Although visitation was not resumed between mother and the children here, the record reveals that therapeutic visitation with another child, A.E.C., was reinstated in March 2004. See People in Interest of D.L.R., 638 P.2d 39 (Colo.1981)(holding that a trial court may properly consider the treatment accorded other children in determining whether the child before it is dependent or neglected). During these visits, mother failed to demonstrate an ability to recognize or meet the child’s needs and was unable to incorporate the parenting skills taught by the therapeutic visit supervisor. The supervisor, a licensed clinical social worker who was qualified as an expert in parent-child interactions, therapeutic visitation, and child protection, testified that mother posed a risk to the child’s physical and emotional development and recommended termination of her parental rights.

The record further reveals that mother received intensive rehabilitative services for eighteen months and made little, if any, progress. Because of this lack of progress, the caseworker believed that mother’s conduct or condition would not change within a reasonable time to meet the children’s emotional and developmental needs.

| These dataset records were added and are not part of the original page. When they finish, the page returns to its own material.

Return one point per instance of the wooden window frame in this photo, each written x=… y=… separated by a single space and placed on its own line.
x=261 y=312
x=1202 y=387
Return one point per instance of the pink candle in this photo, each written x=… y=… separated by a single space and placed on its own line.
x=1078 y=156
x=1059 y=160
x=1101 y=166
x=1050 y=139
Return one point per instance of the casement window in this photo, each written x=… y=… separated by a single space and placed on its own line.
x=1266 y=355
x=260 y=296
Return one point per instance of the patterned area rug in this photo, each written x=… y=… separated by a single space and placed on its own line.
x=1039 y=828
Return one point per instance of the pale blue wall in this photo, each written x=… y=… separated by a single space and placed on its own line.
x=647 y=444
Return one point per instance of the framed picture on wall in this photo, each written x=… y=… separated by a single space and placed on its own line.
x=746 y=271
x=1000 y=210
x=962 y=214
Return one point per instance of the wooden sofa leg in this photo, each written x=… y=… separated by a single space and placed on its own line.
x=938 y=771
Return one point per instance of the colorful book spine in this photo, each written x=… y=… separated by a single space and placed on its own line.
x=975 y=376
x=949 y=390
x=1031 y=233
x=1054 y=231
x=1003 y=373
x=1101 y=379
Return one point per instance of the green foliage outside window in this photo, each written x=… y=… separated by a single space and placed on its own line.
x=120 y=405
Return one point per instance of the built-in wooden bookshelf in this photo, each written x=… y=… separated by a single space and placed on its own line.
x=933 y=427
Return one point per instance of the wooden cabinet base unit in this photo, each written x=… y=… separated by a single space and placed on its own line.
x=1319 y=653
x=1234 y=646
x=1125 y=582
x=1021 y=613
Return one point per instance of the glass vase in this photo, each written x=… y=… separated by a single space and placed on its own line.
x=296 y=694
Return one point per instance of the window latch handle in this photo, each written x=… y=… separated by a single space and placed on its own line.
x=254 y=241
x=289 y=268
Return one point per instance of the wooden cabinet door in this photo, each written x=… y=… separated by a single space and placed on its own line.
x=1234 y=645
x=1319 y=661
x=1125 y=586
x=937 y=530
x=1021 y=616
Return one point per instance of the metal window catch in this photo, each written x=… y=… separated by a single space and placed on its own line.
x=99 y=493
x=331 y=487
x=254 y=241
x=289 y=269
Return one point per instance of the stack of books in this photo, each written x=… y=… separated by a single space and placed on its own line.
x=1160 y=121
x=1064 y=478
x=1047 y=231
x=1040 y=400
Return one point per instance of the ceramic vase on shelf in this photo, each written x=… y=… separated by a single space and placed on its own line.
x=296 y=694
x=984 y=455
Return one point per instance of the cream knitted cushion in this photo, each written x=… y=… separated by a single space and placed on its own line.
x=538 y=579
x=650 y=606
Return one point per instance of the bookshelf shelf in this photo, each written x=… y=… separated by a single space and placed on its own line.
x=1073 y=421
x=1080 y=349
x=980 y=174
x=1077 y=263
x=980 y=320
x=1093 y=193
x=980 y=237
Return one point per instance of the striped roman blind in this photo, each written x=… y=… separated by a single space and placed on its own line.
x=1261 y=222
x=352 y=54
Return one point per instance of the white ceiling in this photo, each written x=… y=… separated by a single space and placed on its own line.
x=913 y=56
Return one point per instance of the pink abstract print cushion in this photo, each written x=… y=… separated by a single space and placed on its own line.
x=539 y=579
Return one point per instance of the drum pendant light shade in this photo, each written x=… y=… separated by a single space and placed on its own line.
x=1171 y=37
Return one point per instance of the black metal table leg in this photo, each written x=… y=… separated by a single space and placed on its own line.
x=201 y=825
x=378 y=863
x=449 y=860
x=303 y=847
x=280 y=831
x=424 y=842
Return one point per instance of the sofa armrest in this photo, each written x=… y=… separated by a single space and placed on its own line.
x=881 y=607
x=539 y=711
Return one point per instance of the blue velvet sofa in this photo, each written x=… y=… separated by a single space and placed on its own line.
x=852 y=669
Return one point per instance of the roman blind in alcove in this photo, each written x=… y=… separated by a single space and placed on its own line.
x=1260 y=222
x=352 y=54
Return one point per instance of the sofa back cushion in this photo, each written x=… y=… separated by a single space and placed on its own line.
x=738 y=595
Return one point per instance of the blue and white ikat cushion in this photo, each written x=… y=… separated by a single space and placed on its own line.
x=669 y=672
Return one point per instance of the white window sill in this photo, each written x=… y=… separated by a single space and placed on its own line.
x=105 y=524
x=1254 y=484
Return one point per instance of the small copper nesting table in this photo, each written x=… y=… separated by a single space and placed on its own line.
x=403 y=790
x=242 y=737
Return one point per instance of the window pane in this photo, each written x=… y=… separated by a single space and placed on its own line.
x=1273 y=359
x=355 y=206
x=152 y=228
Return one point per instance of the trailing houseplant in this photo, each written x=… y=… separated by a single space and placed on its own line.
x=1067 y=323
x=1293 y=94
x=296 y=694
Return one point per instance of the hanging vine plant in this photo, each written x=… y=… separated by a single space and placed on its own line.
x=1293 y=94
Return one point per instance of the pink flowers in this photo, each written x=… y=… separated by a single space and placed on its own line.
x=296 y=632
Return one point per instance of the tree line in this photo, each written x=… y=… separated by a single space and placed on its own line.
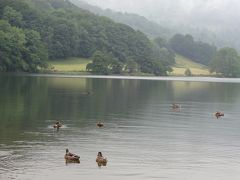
x=33 y=31
x=225 y=61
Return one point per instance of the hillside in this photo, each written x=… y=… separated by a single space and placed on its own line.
x=183 y=63
x=135 y=21
x=34 y=30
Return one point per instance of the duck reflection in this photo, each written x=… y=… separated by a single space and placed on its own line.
x=101 y=161
x=71 y=158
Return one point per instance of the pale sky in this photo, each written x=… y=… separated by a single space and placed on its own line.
x=210 y=10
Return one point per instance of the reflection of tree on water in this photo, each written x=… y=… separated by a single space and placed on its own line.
x=26 y=103
x=101 y=161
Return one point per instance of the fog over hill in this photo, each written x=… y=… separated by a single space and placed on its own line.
x=214 y=21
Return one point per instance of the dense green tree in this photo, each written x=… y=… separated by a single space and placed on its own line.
x=21 y=50
x=60 y=30
x=188 y=72
x=100 y=62
x=131 y=66
x=198 y=51
x=226 y=62
x=12 y=16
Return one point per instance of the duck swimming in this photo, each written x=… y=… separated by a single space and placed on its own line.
x=175 y=106
x=57 y=125
x=101 y=161
x=71 y=158
x=99 y=124
x=219 y=114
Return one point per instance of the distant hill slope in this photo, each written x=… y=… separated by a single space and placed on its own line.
x=183 y=63
x=33 y=30
x=137 y=22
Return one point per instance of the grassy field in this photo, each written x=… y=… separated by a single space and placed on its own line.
x=75 y=65
x=183 y=63
x=69 y=65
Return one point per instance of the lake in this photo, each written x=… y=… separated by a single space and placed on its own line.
x=142 y=136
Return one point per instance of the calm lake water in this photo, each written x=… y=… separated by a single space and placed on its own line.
x=142 y=137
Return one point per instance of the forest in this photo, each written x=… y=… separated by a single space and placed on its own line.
x=32 y=32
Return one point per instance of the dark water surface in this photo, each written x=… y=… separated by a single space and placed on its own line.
x=142 y=137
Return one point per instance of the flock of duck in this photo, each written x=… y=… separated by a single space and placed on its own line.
x=100 y=159
x=73 y=158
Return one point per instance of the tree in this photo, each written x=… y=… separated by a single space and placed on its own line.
x=226 y=62
x=12 y=16
x=99 y=64
x=116 y=66
x=131 y=66
x=188 y=72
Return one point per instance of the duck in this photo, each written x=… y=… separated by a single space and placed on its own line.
x=101 y=161
x=71 y=158
x=57 y=125
x=176 y=106
x=219 y=114
x=99 y=124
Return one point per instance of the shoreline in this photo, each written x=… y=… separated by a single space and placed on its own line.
x=128 y=77
x=155 y=78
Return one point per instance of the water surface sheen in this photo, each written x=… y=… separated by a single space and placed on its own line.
x=142 y=137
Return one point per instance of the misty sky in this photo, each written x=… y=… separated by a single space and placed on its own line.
x=213 y=11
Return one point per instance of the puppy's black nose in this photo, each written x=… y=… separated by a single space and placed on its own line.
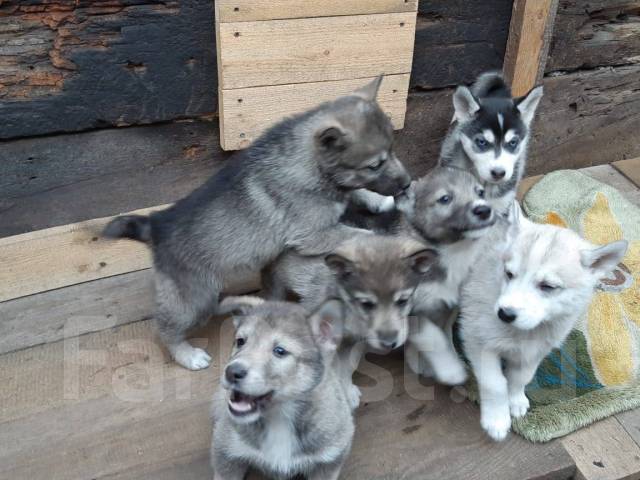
x=507 y=315
x=498 y=173
x=388 y=339
x=235 y=372
x=482 y=212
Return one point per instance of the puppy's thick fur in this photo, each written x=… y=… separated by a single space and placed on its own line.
x=447 y=209
x=521 y=300
x=283 y=408
x=286 y=191
x=375 y=276
x=490 y=136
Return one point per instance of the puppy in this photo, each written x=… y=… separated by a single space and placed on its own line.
x=490 y=136
x=286 y=191
x=447 y=209
x=282 y=408
x=375 y=276
x=521 y=300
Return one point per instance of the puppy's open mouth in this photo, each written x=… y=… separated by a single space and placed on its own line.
x=242 y=404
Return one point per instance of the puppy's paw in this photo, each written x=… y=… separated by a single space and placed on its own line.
x=353 y=396
x=496 y=424
x=191 y=358
x=452 y=373
x=519 y=405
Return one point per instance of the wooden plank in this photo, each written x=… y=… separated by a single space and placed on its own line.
x=595 y=33
x=252 y=10
x=132 y=415
x=630 y=421
x=630 y=169
x=315 y=49
x=529 y=34
x=247 y=112
x=60 y=256
x=100 y=304
x=604 y=451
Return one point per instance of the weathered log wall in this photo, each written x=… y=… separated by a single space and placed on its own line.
x=144 y=62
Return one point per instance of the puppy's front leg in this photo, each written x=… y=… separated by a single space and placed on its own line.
x=327 y=472
x=431 y=342
x=518 y=376
x=349 y=357
x=492 y=385
x=327 y=240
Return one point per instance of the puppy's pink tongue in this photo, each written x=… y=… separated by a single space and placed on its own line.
x=241 y=405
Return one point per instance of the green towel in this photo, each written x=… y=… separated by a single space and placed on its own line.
x=596 y=372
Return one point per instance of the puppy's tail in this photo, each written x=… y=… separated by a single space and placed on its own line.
x=491 y=84
x=135 y=227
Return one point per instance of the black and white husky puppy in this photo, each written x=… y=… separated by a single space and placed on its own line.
x=490 y=135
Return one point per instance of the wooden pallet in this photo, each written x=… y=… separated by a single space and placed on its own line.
x=277 y=59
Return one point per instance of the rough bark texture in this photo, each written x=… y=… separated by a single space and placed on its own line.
x=591 y=33
x=68 y=65
x=586 y=118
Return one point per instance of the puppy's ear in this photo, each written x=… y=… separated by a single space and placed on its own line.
x=527 y=104
x=465 y=104
x=405 y=202
x=327 y=324
x=602 y=260
x=339 y=265
x=331 y=138
x=370 y=91
x=422 y=261
x=239 y=305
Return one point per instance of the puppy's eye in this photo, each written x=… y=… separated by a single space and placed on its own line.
x=367 y=304
x=402 y=302
x=481 y=142
x=377 y=165
x=280 y=352
x=546 y=287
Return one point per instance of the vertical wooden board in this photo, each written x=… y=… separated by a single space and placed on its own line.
x=315 y=49
x=249 y=111
x=252 y=10
x=528 y=44
x=56 y=257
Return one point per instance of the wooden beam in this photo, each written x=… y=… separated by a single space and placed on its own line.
x=249 y=111
x=529 y=35
x=252 y=10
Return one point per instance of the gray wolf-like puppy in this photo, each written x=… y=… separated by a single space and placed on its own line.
x=490 y=136
x=375 y=276
x=448 y=210
x=286 y=191
x=521 y=300
x=282 y=408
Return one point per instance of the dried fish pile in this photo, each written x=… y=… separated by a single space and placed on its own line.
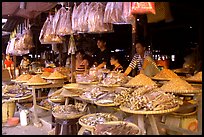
x=147 y=98
x=166 y=73
x=140 y=80
x=177 y=85
x=196 y=77
x=119 y=129
x=97 y=118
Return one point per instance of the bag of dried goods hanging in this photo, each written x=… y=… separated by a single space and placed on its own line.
x=116 y=12
x=68 y=24
x=74 y=18
x=126 y=15
x=60 y=20
x=43 y=30
x=143 y=8
x=27 y=39
x=107 y=13
x=82 y=17
x=95 y=20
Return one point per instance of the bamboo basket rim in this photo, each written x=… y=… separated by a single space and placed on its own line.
x=37 y=84
x=88 y=83
x=184 y=91
x=56 y=78
x=89 y=127
x=21 y=98
x=125 y=109
x=106 y=104
x=122 y=122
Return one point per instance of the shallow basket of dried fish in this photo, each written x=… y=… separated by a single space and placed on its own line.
x=125 y=109
x=128 y=124
x=90 y=127
x=184 y=91
x=21 y=98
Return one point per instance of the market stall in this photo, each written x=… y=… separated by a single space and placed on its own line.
x=100 y=101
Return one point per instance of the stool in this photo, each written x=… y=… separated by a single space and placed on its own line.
x=67 y=126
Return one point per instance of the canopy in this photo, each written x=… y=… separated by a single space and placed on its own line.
x=25 y=9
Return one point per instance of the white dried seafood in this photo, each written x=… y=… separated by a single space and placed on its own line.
x=97 y=118
x=177 y=84
x=140 y=80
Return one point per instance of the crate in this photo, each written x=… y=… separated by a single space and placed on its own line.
x=8 y=110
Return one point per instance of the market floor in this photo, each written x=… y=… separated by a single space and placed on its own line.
x=23 y=130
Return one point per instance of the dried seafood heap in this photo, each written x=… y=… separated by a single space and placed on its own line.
x=55 y=74
x=177 y=85
x=115 y=129
x=166 y=73
x=196 y=77
x=65 y=111
x=147 y=98
x=36 y=79
x=97 y=118
x=24 y=77
x=140 y=80
x=45 y=74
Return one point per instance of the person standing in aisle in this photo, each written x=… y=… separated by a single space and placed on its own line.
x=103 y=57
x=143 y=61
x=9 y=65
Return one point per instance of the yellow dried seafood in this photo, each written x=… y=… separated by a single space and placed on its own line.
x=166 y=73
x=56 y=74
x=24 y=77
x=177 y=84
x=36 y=79
x=45 y=74
x=196 y=77
x=140 y=80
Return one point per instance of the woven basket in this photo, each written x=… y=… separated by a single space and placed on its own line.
x=8 y=110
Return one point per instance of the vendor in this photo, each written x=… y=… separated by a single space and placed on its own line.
x=25 y=62
x=141 y=60
x=114 y=60
x=9 y=65
x=82 y=63
x=103 y=57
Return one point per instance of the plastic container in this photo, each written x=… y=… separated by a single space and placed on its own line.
x=24 y=119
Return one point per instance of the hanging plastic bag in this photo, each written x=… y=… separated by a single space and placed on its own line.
x=72 y=46
x=60 y=18
x=75 y=18
x=143 y=8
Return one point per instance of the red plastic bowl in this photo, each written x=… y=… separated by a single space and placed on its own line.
x=13 y=121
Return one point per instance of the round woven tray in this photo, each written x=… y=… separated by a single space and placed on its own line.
x=21 y=98
x=67 y=116
x=57 y=100
x=88 y=83
x=194 y=81
x=55 y=78
x=37 y=84
x=122 y=122
x=111 y=85
x=125 y=109
x=89 y=127
x=184 y=91
x=106 y=104
x=162 y=79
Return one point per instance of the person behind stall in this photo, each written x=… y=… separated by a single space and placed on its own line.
x=25 y=62
x=114 y=61
x=143 y=61
x=9 y=65
x=103 y=57
x=82 y=63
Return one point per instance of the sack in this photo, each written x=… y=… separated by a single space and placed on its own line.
x=151 y=69
x=143 y=8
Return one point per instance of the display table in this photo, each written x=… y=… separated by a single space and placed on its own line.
x=37 y=122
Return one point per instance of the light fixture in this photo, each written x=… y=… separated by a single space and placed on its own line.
x=22 y=5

At the time of the termination hearing, the youngest child had been placed out of the home for more than eighteen months, and the three older children, for thirteen months. Their therapists testified that as a result of the trauma experienced while in mother’s care, the children had extreme emotional problems, which were exacerbated by contact with mother. They believed that termination of mother’s parental rights was in the children’s best interests.

Thus, the trial court’s findings that the treatment plan was appropriate, but not successful, and that mother’s conduct or condition was unlikely to change within a reasonable time, are supported by the record. Therefore, they will not be disturbed on re*1073view. See People in Interest of C.A.K., supra.

The judgment is affirmed.

Judge CASEBOLT and Judge RUSSEL concur.